Exclusions from Confidential Information
Receiving Party's obligations under this Agreement do not extend to information that is:
publicly known at the time of disclosure or subsequently becomes publicly known through no fault of the Receiving Party;
discovered or created by the Receiving Party before disclosure by Disclosing Party;
learned by the Receiving Party through legitimate means other than from the Disclosing Party or Disclosing Party's representatives; or
is disclosed by Receiving Party with Disclosing Party's prior written approval.
Obligations of Receiving Party
Receiving Party shall hold and maintain the Confidential Information in strictest confidence for the sole and exclusive benefit of the Disclosing Party. Receiving Party shall carefully restrict access to Confidential Information to employees, contractors, and third parties as is reasonably required and shall require those persons to sign nondisclosure restrictions at least as protective as those in this Agreement. Receiving Party shall not, without prior written approval of Disclosing Party, use for Receiving Party's own benefit, publish, copy, or otherwise disclose to others, or permit the use by others for their benefit or to the detriment of Disclosing Party, any Confidential Information.
The nondisclosure provisions of this Agreement shall survive the termination of this Agreement and Receiving Party's duty to hold Confidential Information in confidence shall remain in effect until the Confidential Information no longer qualifies as a trade secret or until Disclosing Party sends Receiving Party written notice releasing Receiving Party from this Agreement, whichever occurs first.

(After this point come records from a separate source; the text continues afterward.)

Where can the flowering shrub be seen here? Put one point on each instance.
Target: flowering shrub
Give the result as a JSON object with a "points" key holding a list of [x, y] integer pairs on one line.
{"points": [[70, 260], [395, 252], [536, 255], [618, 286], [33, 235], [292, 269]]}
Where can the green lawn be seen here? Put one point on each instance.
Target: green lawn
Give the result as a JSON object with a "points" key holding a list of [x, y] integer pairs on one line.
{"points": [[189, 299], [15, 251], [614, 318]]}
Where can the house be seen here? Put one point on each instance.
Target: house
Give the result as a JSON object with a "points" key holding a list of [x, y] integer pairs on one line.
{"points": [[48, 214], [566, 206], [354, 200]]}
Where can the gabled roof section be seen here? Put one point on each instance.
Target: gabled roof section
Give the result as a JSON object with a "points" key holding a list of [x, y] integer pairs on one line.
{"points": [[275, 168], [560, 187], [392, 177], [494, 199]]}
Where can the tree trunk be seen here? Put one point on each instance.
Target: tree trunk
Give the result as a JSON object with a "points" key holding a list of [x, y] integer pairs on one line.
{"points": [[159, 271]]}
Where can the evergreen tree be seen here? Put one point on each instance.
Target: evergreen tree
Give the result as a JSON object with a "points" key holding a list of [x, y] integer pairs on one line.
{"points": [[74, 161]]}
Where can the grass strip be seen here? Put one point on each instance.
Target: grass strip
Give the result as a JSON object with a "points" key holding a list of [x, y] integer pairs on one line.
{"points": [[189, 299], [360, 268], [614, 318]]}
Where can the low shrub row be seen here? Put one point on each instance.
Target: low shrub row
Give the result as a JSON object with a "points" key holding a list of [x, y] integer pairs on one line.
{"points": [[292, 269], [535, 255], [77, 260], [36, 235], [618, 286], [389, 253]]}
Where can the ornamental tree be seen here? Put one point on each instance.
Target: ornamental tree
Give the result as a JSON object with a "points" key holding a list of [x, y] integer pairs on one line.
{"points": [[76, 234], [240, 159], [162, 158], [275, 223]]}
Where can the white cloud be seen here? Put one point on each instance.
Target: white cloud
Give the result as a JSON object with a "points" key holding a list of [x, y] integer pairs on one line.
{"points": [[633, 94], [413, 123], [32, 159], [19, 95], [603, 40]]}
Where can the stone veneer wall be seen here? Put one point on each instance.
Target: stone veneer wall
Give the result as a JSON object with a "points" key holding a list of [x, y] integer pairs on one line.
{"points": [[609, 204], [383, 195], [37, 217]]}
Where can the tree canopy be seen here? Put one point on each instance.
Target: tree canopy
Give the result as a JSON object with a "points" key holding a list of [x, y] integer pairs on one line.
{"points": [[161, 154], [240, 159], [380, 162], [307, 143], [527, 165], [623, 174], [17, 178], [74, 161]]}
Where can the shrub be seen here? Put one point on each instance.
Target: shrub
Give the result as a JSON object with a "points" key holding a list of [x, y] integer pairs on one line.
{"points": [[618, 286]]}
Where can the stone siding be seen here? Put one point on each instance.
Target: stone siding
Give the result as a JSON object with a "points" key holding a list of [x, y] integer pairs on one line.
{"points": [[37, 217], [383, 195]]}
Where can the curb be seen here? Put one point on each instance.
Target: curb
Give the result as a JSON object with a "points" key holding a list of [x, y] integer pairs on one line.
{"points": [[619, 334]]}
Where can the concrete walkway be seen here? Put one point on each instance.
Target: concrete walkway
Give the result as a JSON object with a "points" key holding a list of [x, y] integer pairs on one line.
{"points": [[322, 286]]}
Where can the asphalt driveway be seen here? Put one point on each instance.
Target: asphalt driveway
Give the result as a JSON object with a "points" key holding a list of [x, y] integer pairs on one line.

Each Party acknowledges that disclosure or use of the Disclosing Party’s Confidential Information in violation of this Agreement could cause irreparable harm to the Disclosing Party for which monetary damages may be difficult to ascertain or are an inadequate remedy. Therefore, Disclosing Party shall be entitled, in addition to its other rights and remedies, to seek and obtain equitable relief without proof of monetary damages, including injunctive relieve and specific performance, in the event of any material breach of the provisions of this Agreement. Such remedies shall not be deemed the exclusive remedies for a material breach of this Agreement, but shall be in addition to all other remedies available at law or in equity. The Receiving Party shall pay Disclosing Party its reasonable attorney’s fees in the event it prevails in any action to enforce this Agreement against the Receiving Party.
Nothing contained in this Agreement shall be deemed to constitute either party a partner, joint venturer, or employee of the other party for any purpose. If a court finds any provision of this Agreement invalid or unenforceable, the remainder of this Agreement shall be interpreted so as best to effect the intent of the parties. This Agreement expresses the complete understanding of the parties with respect to the subject matter stated above and supersedes all prior proposals, agreements, representations, and understandings with regards to the confidentiality of Disclosing Party’s information. This Agreement may not be amended except in writing signed by both parties. The failure to exercise any right provided in this Agreement shall not be a waiver of prior or subsequent rights. This Agreement and each party's obligations shall be binding on the representatives, assigns, and successors of such party. Each party has signed this Agreement through its authorized representative.